The proposed work is divided into four work packages (WP) where data and experiences will be shared between the different WPs.
WP1 - Identification of ED targets
Work package 1 aims to develop a knowledge database for D. magna based on identification of 1) potential ED targets, 2) develop predictive computational models for compound interactions with these targets and 3) experimentally verify potential interactions between the environmental compounds and their ED targets.
WP2 - Adverse outcome pathways (AOPs)
The linkage of the interaction of an ED with their molecular targets and the adverse effect relevant for regulatory accepted endpoints is achieved through the identification of a series of key molecular/biological events that describe the toxicity pathway from the chemical interaction with biological targets to the production of an adverse outcome (figure 2). Work package 2 aims to 1) build conceptual ED AOPs in D. magna, 2) expand and evaluate the conceptual AOPs through experimental approaches and 3) assemble the resulting theoretical and experimental data into a complex AOP network. As the knowledge of key events increase, the network of AOPs will gradually develop from a few key molecular events that may reflect the MoA to complete and detailed understanding of all key events representing the full mechanism of action (the complete AOP network).

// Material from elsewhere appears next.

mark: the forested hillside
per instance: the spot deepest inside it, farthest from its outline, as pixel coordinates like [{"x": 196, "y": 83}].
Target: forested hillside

WP3 - Robustness and applicability
Work package 3 aim, through a series of exposure studies, to evaluate the robustness and applicability of the developed conceptual AOPs for ED. These studies will assess 1) the ability to address combined toxicity (join toxicity), and 2) ability to accommodate exposure to multiple stressors.
WP4 - Regulatory contribution
Work package 4 aims to establish a platform for collaboration between experts from research, industry and regulatory agencies to expand and disseminate the knowledge generated by the project and facilitate implementation of AOPs within a regulatory framework by 1) supporting development of AOPs within an open access knowledge database, 2) Develop computational (in silico) tools to assist predictive risk assessment, 3) assist in test guideline development.
Computational and experimental methods will be used to identify possible ED targets in D. magna and identify novel EDCs in crustaceans by targeted in vitro bioassays (figure 3). The ED mode of action will be investigated by in vivo studies by toxicogenomics, functional assays and ecotoxicity tests to link perturbations of key molecular events to adverse outcomes of regulatory relevance.